Teach Them Well

I have featured a number of authors lately – Sir Ken Robinson, Daniel Pink, James Bach – and might be interviewing another (an eleven year-old writing/teaching prodigy, but we shall see) who deal in one way or another with education. Until I had children, my own thoughts about education could be boiled down to: get through it and then get on with real life because you’re going to have to teach yourself everything you really want to learn anyway. I continue to feel that way, more or less, but the fact remains school dominates our early life, returns again once we have children, and maybe a third time with grandchildren. In my own life, my sister is a devoted public school teacher, and my father-in-law started two experimental schools in the 70s (School One and A.L.P., for you Rhode Islanders).

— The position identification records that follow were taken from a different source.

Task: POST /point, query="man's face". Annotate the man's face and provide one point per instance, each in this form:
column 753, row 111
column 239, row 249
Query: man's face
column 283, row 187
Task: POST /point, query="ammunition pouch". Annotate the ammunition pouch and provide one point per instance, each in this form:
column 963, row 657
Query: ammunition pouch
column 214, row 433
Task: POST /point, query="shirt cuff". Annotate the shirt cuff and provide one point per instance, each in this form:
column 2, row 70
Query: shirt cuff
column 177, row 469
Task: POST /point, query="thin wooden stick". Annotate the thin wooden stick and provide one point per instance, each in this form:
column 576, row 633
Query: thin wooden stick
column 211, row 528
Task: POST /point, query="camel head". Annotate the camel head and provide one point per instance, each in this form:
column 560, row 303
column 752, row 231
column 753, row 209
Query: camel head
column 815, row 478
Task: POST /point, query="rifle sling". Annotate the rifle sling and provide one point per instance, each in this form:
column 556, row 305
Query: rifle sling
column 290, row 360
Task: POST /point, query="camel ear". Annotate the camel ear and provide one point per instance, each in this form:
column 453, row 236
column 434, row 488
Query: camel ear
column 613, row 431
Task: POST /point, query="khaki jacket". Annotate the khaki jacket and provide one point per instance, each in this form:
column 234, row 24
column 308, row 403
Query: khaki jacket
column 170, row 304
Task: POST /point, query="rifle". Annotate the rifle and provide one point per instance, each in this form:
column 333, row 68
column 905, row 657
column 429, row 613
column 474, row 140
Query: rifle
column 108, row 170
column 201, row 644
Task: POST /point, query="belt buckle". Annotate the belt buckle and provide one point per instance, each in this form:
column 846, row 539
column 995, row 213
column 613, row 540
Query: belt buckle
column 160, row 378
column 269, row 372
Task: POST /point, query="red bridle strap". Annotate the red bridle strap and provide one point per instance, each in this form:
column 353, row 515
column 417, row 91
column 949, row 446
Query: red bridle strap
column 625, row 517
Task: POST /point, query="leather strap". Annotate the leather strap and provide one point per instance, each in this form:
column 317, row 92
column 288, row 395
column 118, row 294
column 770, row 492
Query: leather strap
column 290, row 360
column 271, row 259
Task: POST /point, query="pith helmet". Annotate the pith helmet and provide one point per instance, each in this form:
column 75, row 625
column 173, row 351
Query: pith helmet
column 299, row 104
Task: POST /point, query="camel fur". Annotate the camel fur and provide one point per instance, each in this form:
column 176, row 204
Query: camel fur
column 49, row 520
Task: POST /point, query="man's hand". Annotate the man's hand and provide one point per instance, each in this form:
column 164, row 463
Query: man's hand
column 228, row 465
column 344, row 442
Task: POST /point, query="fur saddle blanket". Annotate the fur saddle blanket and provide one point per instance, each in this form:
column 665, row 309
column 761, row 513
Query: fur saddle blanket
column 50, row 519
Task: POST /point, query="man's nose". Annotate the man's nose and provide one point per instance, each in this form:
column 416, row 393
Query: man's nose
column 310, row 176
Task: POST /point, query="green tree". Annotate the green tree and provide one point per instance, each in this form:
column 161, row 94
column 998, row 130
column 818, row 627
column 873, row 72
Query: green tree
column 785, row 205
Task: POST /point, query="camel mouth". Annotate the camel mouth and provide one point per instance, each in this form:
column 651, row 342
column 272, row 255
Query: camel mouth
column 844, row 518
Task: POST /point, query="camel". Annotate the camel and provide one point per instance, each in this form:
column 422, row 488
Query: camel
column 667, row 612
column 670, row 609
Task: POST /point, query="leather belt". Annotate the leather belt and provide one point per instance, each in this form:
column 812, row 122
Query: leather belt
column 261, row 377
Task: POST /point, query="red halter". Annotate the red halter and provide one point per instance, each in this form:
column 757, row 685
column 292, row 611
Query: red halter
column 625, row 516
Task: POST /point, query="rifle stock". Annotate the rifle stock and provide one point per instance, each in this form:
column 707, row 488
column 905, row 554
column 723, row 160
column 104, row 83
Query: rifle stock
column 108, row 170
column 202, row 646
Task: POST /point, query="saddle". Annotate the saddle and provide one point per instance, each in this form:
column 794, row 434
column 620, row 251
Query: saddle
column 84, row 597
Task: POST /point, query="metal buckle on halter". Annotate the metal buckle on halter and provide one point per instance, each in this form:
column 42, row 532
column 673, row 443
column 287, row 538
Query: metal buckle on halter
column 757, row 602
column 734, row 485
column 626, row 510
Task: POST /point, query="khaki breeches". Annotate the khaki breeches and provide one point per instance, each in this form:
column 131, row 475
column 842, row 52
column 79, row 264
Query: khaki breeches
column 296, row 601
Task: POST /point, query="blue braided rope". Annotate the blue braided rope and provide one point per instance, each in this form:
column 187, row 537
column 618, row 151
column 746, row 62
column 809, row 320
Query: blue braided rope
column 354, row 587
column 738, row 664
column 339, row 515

But why is Author interested in education? Because in the end every writer, just as every person, is a teacher and a student. What we call education or a school system is us wrangling—officially—over what it means to be human. At some point, students—and particularly child students—will ask, “Why do I have to do this?” This is an entirely legitimate question, and our answers, from, “Because I said so,” to, “Because it’s what we do,” to, “I don’t know,” reveal to us our current view of life, sometimes buried beneath useless habitual thinking.

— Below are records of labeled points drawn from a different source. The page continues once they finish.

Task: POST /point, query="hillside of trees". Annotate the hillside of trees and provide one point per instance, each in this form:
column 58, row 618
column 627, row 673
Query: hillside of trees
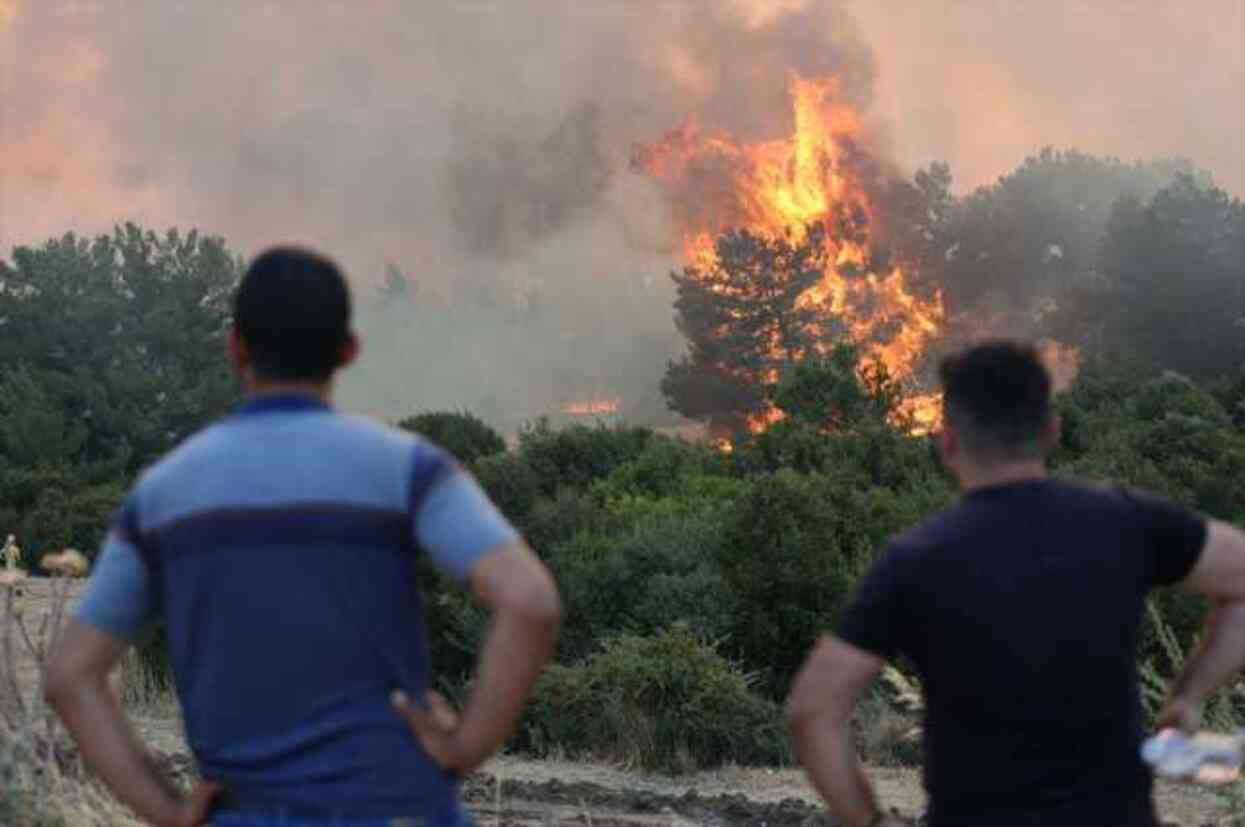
column 695, row 579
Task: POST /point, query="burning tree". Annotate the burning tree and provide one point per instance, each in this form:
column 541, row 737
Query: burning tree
column 788, row 254
column 743, row 320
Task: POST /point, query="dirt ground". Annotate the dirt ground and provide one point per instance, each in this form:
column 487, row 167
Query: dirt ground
column 516, row 791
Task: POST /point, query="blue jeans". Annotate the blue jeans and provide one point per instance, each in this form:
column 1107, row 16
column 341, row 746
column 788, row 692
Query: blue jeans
column 458, row 818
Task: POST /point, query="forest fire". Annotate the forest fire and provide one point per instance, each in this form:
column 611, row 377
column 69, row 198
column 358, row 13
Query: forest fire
column 783, row 187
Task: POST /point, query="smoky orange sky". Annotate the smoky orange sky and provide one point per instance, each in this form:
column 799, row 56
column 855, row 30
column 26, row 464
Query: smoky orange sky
column 980, row 84
column 442, row 135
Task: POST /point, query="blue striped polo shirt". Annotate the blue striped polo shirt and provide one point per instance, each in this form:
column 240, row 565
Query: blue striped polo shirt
column 278, row 547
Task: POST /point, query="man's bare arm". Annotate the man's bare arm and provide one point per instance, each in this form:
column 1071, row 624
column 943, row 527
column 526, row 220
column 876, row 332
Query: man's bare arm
column 819, row 720
column 1220, row 576
column 526, row 614
column 76, row 685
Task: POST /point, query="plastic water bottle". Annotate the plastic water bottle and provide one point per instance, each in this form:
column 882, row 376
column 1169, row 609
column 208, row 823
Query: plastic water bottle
column 1208, row 757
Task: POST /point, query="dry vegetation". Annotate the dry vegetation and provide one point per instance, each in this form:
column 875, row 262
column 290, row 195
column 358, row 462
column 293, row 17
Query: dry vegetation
column 42, row 782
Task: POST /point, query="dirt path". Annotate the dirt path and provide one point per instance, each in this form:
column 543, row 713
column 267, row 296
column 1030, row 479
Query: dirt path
column 732, row 796
column 513, row 791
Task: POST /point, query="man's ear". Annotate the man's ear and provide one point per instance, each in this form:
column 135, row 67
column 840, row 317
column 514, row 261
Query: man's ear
column 349, row 350
column 1050, row 435
column 948, row 445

I sometimes think of my characters as students in this way. They ask me, “Why do I have to go talk to the king?” Because I said so isn’t going to work. Those characters, just like our children, want to be themselves, and so I have to find the real reason my hero would go to the king. This search for the character’s self is the joy and challenge of writing.

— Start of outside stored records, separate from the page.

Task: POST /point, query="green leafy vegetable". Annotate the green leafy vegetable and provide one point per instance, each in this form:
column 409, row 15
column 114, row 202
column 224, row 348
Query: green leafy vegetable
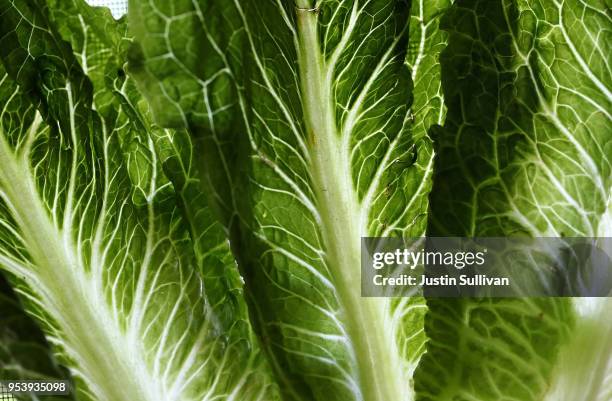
column 92, row 234
column 183, row 194
column 525, row 150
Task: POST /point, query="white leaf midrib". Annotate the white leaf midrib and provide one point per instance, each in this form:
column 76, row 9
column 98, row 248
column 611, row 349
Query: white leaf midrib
column 93, row 340
column 379, row 365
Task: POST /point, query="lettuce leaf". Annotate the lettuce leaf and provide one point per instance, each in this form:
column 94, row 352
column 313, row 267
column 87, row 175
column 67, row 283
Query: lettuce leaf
column 92, row 235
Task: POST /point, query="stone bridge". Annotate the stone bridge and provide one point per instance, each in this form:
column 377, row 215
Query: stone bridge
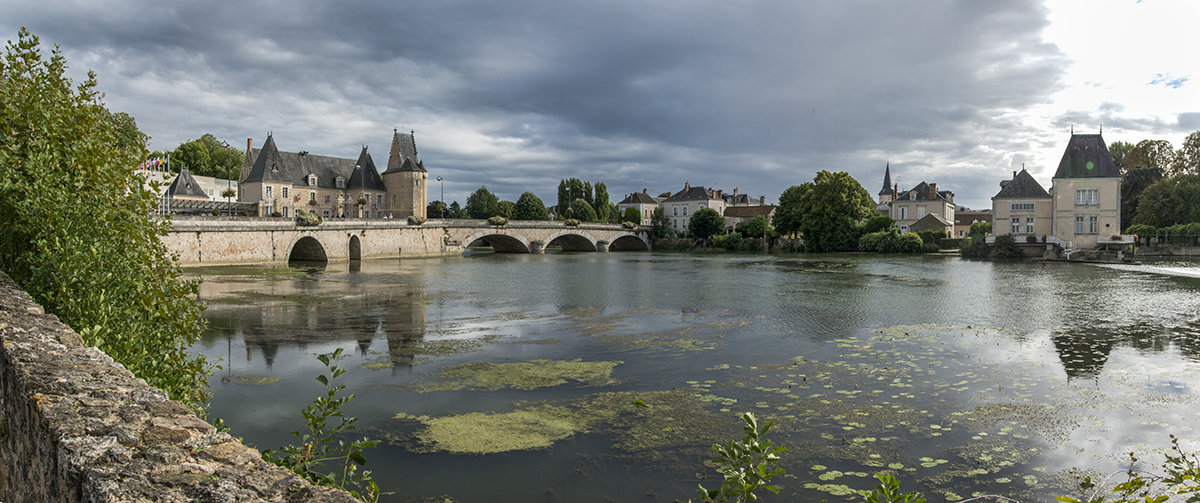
column 239, row 240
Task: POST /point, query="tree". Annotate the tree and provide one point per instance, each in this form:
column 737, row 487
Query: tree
column 787, row 215
column 529, row 207
column 1187, row 159
column 77, row 228
column 1133, row 183
column 979, row 228
column 756, row 227
column 600, row 202
column 705, row 223
column 659, row 223
column 208, row 156
column 580, row 209
column 481, row 204
column 1170, row 201
column 436, row 209
column 1150, row 154
column 505, row 209
column 1119, row 150
column 833, row 211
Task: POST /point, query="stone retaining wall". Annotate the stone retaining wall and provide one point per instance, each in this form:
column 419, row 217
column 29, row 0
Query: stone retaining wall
column 76, row 426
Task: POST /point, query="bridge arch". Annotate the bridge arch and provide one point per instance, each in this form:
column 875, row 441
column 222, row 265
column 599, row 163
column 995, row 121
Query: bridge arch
column 499, row 243
column 629, row 241
column 307, row 249
column 571, row 240
column 355, row 249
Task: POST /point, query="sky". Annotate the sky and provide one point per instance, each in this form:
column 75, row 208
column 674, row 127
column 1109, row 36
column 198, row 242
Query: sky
column 754, row 95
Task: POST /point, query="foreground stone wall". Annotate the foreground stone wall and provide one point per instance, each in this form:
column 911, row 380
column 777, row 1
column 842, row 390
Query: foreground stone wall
column 76, row 426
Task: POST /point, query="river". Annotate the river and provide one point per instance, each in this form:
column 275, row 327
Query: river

The same is true of teaching. All we are ever teaching is how to be ourselves. Strange to think because every route toward the self is different, but the route is never the point. That the route exists is the point. I’ve known good teachers and I’ve known bad teachers and all the good teachers share one thing in common: a knowledge that life is interesting and meaningful. Without that understanding, you can never teach anything, you can only share your misery and hope your students reject you emphatically enough to wake you from your nightmare.